One of the arguments for the support infrastructure for children is it protects them from the harm done by bullying. But the bullying still goes on. It is difficult to comprehend whether enough thought has gone into whether support is beneficial.

Most of the scientists are looking for a cure. No-one seems that concerned about making lifestyles easier.

And I do so agree with DaisyGirl about after University. I was a disability coordinator ion the academic side in a university for ten years, supporting colleagues as well as directly supporting people on the spectrum with their studies. I saw people flourish and vastly improve in the course of three years at university.

Then they graduate....support vanishes, and all the benefits of university are lost.

I think it is cynical and criminal to delude oneself into thinking that support only up to transition is of any benefit for life.

I was just wondering about this because ALL of the resources for autism seem to be directed toward support strategies for children, yet it is far easier to cope with Asperger's when a child and at University than it is after University (in general). (I am not saying it is easy, I had a terrible time as a child, with no support at all, but this experience is so insignificant compared to how absolutely awful it is as an adult after University, and there is absolutely NO HELP.)

As Asperger's cannot be cured I wondered if the resources would be better spent in helping adults with specialised really focused advice/support etc. rather than on "social skills" etc. support strategies for children.

quote"Has anyone out there had all this SUPPORT as a kid and is now able to function in the adult (post University) world without having crippling anxiety/loneliness/depression/OCD/eating disorders etc. ?"

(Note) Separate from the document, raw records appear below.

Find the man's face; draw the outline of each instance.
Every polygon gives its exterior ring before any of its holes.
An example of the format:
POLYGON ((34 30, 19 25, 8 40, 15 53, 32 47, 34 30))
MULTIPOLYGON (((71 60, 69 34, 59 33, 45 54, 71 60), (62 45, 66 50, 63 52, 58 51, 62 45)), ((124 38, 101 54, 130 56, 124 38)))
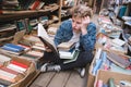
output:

yes and no, it depends on the aspects of life. I don't think it is an all or nothing question, I found I coped well in higher education and in business under a function role were I knew the perimeters. Stepping outside this comfort area, due to circumstances of life brought by an overwhelming situation, made my condition regress into more the rigid traits of aspergers, which were getting released previously. So my conclusion, is it depends on the aspects of the environment platform, benefical or unbenefical.

Hi, I was diagnosed with Aspergers when I was 17 (got referred to CAHMs for it aged 16 though). I had about four or five months of 'support' before I was cut from the programme as I'd hit 18.

All the sessions did was reassure me that my way of thinking was 'acceptable' to someone with my condition, but didn't do much asides from suggest a bunch of things that may help (i.e. a hammock, playing music at night to drown out sounds, secure routines etc) and a diagnosis to give to Uni.

Unfortunately, it still means I struggle with servere anxiety and OCD at verying times, more often than not, once a day at least. All the other skills (learning to face read, mimicking 'normal' behaviour) were learned through enduring the hell that is UK education. Uni's been a lot more enjoyable so far, but only because I'm allowed to manage my own  time more.